DÜSSELDORF, GERMANY – Microsoft will have to wait — possibly until the end of the year — before seeing its Windows Powered Smartphone software available on handsets in Germany, Europe’s largest mobile phone market.

T-Mobile Deutschland, the mobile subsidiary of Deutsche Telekom, has decided to delay the commercial launch of phones using Microsoft’s Smartphone operating system due to service quality issues, Rene Bresgen, a spokesman at the German mobile operator, said Friday.

“We have some fine-tuning issues that have to resolved before we can introduce phones with Smartphone technology,” he said. “We have very high quality standards.”

The problem, according to Bresgen, is not Smartphone technology as such, but rather the interplay between the software, hardware and mobile network. “All three of these components must work together without a glitch before we can introduce a new product to customers,” he said. “Our tests so far have shown that this is not the case.”

Smartphone software, which like the Pocket PC is based on Microsoft’s Windows CE 3.0 operating system, includes a Web browser, e-mail and instant messaging clients, an address book and a media player.
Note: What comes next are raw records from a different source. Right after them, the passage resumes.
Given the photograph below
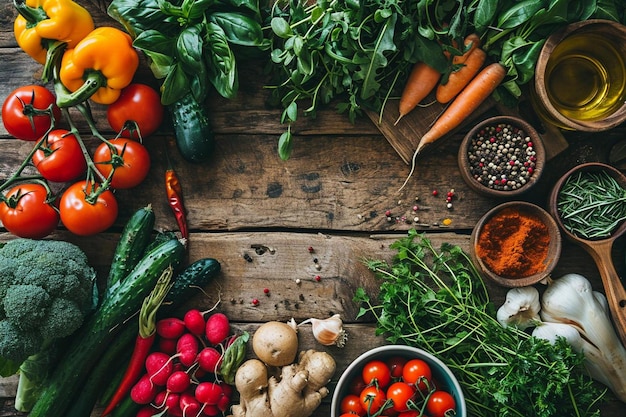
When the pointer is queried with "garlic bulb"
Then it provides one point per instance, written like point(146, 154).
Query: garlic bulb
point(329, 331)
point(520, 309)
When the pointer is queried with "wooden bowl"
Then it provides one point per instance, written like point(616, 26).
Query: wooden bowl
point(470, 170)
point(553, 252)
point(547, 105)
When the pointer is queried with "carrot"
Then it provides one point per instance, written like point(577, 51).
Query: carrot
point(422, 80)
point(144, 341)
point(466, 67)
point(472, 96)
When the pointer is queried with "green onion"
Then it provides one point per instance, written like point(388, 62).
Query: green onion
point(591, 204)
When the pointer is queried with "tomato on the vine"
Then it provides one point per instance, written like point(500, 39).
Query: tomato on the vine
point(22, 112)
point(27, 212)
point(133, 158)
point(61, 158)
point(140, 104)
point(440, 404)
point(376, 371)
point(352, 404)
point(83, 218)
point(372, 399)
point(417, 372)
point(400, 393)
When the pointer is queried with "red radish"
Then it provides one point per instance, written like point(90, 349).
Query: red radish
point(209, 393)
point(217, 328)
point(178, 382)
point(194, 321)
point(144, 391)
point(159, 366)
point(171, 328)
point(209, 359)
point(189, 404)
point(167, 345)
point(187, 349)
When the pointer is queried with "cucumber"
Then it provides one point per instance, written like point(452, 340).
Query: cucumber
point(133, 242)
point(193, 130)
point(118, 304)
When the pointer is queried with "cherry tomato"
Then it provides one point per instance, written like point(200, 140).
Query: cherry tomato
point(27, 213)
point(376, 371)
point(61, 158)
point(138, 103)
point(400, 393)
point(83, 218)
point(440, 404)
point(352, 404)
point(372, 399)
point(135, 162)
point(18, 110)
point(417, 372)
point(396, 363)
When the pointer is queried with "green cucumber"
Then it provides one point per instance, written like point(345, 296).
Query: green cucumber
point(133, 242)
point(118, 304)
point(193, 130)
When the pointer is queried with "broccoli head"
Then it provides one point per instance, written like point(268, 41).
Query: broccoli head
point(47, 287)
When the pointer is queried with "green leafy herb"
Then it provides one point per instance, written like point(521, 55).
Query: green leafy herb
point(436, 300)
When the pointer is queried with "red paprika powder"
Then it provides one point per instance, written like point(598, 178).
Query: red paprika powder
point(514, 244)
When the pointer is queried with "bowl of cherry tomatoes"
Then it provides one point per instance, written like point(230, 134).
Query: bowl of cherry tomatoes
point(398, 381)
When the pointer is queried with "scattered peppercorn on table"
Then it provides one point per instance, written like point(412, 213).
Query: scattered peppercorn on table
point(292, 235)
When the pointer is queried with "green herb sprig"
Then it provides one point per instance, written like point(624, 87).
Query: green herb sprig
point(436, 300)
point(592, 204)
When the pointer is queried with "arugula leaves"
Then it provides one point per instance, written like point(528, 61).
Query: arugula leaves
point(435, 299)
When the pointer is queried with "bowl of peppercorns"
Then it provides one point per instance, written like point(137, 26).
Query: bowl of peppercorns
point(502, 156)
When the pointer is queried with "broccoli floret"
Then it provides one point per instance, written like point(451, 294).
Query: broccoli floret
point(47, 288)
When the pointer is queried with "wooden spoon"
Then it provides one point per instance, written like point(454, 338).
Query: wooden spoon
point(600, 250)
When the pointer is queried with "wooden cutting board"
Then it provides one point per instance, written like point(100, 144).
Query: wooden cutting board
point(405, 135)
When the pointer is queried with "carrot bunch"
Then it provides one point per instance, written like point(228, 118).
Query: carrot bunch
point(468, 85)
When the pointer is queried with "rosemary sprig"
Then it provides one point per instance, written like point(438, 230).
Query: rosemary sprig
point(591, 204)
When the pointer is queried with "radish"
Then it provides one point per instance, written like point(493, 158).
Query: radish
point(194, 321)
point(217, 328)
point(178, 382)
point(159, 367)
point(144, 391)
point(209, 393)
point(187, 349)
point(209, 359)
point(170, 328)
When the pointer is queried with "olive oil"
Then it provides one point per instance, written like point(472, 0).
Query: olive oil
point(586, 77)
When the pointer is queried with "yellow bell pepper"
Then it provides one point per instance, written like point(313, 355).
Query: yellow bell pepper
point(99, 67)
point(42, 22)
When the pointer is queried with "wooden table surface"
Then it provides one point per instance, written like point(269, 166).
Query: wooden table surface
point(258, 215)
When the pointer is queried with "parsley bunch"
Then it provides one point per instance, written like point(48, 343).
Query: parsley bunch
point(436, 300)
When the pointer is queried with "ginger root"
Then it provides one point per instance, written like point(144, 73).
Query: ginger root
point(297, 391)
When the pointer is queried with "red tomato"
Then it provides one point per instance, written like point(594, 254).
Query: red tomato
point(440, 404)
point(26, 211)
point(83, 217)
point(132, 162)
point(400, 393)
point(372, 399)
point(376, 371)
point(60, 159)
point(138, 103)
point(396, 364)
point(352, 404)
point(417, 372)
point(20, 108)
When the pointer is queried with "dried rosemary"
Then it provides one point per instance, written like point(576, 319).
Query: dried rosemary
point(591, 204)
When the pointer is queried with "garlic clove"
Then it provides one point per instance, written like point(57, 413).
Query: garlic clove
point(329, 331)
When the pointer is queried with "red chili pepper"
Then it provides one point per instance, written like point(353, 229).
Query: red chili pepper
point(145, 339)
point(175, 198)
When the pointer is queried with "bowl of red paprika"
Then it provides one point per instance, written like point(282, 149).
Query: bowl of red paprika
point(516, 244)
point(397, 380)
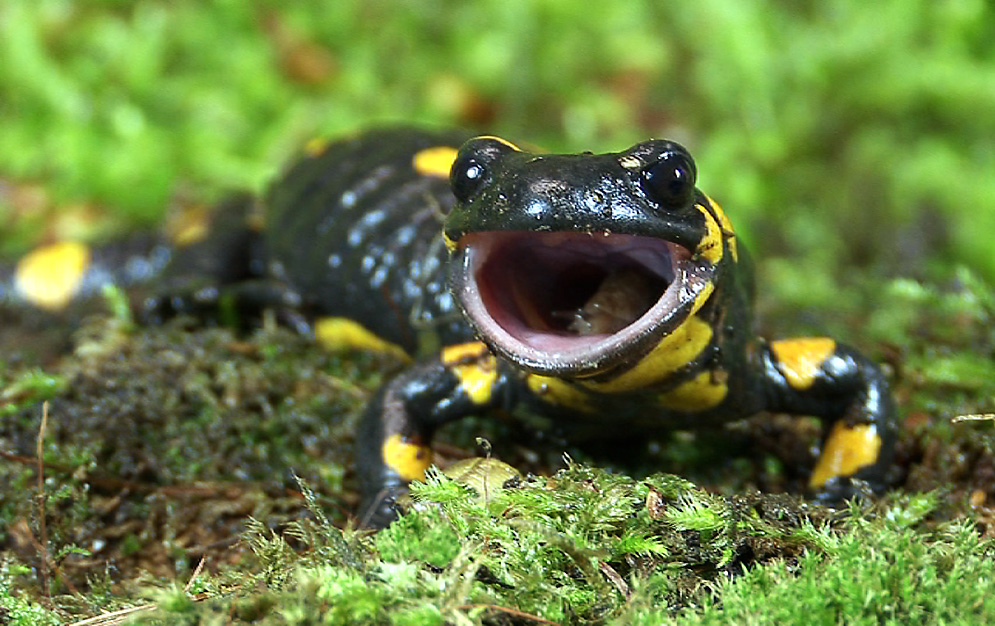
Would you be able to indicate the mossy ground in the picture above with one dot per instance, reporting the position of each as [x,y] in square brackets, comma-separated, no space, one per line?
[849,143]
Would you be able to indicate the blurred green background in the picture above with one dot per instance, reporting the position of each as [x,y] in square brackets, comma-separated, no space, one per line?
[839,135]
The software is designed for handheld devices with a compact display and a telephone-style keypad, rather than the larger, touch-sensitive displays used in Pocket PCs

Asked why other operators, such as France’s Orange SA, has been able to introduce Smartphone technology, Bresgen said “some things are the same in networks, some things aren’t.” Operators, he said, use different suppliers, different technologies and different services to differentiate themselves.

“A certain level of customization, especially for a product like Smartphone, is almost always required,” Bresgen said. “And we’re still in that process.”

The German mobile operator, which had initially planned to offer Smartphone-enabled phones by August, now expects to make them available by the end of the year, Bresgen said.

Orange Personal Communications Services in London, the first mobile operator in Europe to launch Microsoft’s Smartphone technology, has attracted nearly 70,000 customers to purchase its SPV phone since its launch in November, according to Orange spokesman Stuart Jackson.

“The phone works extremely well, and customers have embraced it,” he said.

One of the big advantages of the Microsoft technology, according to Jackson, is that users can continuously and easily update their phones by downloading new features, releases and patches.

In January, Orange was alerted to a bug in the SPV phone, which Microsoft has meanwhile fixed with a downloadable patch.

Last week, Microsoft struck a deal to make its Smartphone technology available in Portugal.